Anggota DEN Chatib Basri menyarankan penggunaan artificial intelligence dapat membantu otoritas dalam membaca perilaku ekonomi masyarakat. Terlebih, otoritas telah menghimpun banyak data antara lain melalui pelaksanaan tax amnesty dan program pengungkapan sukarela.

"Ini kita memang masih lemah, terutama dalam analitik. Gue bisa bayangkan sebetulnya tax amnesty kemarin itu data, bisa dipakai untuk predictive behavior dan segalanya," katanya.

Chatib menuturkan jumlah petugas pajak (fiskus) yang terbatas membuat DJP belum optimal dalam melaksanakan pelayanan dan pengawasan. Untuk itu, otoritas memerlukan dukungan teknologi digital untuk meningkatkan kepatuhan pajak, termasuk artificial intelligence.

Dia menjelaskan penerapan coretax system menjadi kebutuhan dalam meningkatkan kepatuhan pajak, sekaligus tax ratio. Meski masih dihadapkan pada berbagai kendala di tahap awal, coretax system diharapkan membuat proses bisnis pajak menjadi lebih terukur dan serba-otomatis.

Menurutnya, coretax system bakal berjalan lebih optimal ketika sudah dilengkapi dengan berbagai data. Dengan data yang mumpuni, otoritas akan dapat melakukan identifikasi dan memetakan perilaku ekonomi wajib pajak sehingga memudahkan pengawasan.

"[Manfaatkan teknologi digital] bukan hanya untuk pengumpulan pajak, juga untuk targeting dari spending," ujarnya.

World Bank melaporkan tax gap—selisih antara yang diperoleh dan yang seharusnya diperoleh—Indonesia mencapai 6,4% dari PDB atau setara dengan Rp1.500 triliun. Angka ini terdiri atas 3,7% PDB tax gap yang timbul karena gap kepatuhan, dan 2,7% PDB lainnya timbul akibat gap kebijakan.

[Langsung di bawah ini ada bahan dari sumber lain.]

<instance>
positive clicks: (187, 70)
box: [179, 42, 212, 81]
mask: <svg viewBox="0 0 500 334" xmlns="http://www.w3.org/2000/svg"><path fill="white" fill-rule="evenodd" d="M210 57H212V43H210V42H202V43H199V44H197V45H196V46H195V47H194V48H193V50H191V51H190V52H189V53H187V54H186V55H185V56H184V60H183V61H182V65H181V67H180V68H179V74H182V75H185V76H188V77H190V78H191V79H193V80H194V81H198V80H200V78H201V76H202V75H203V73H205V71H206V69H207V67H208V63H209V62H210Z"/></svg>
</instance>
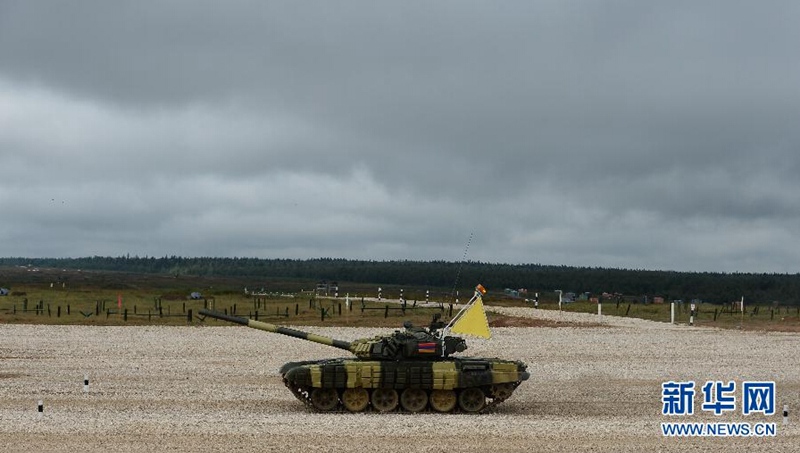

Berkaca dari data tax gap tersebut, Chatib memperkirakan tax ratio Indonesia dapat mencapai 17% apabila pemerintah melaksanakan langkah optimalisasi penerimaan dengan baik.

Selain tax amnesty, ada pula ulasan terkait dengan peraturan terbaru dari DJBC yang mengatur tata laksana audit kepabeanan dan cukai. Ada juga bahasan mengenai bertambahnya syarat permohonan pembahasan dengan tim quality assurance pemeriksaan DJP.

Berikut ulasan artikel perpajakan selengkapnya.

Tax Amnesty untuk Perkuat Likuiditas

Terkait dengan tax amnesty, program tersebut tampaknya akan kembali ‘hidup’ setelah DPR resmi menetapkan RUU Tax Amnesty sebagai salah satu Program Legislasi Nasional (Prolegnas) Prioritas 2025.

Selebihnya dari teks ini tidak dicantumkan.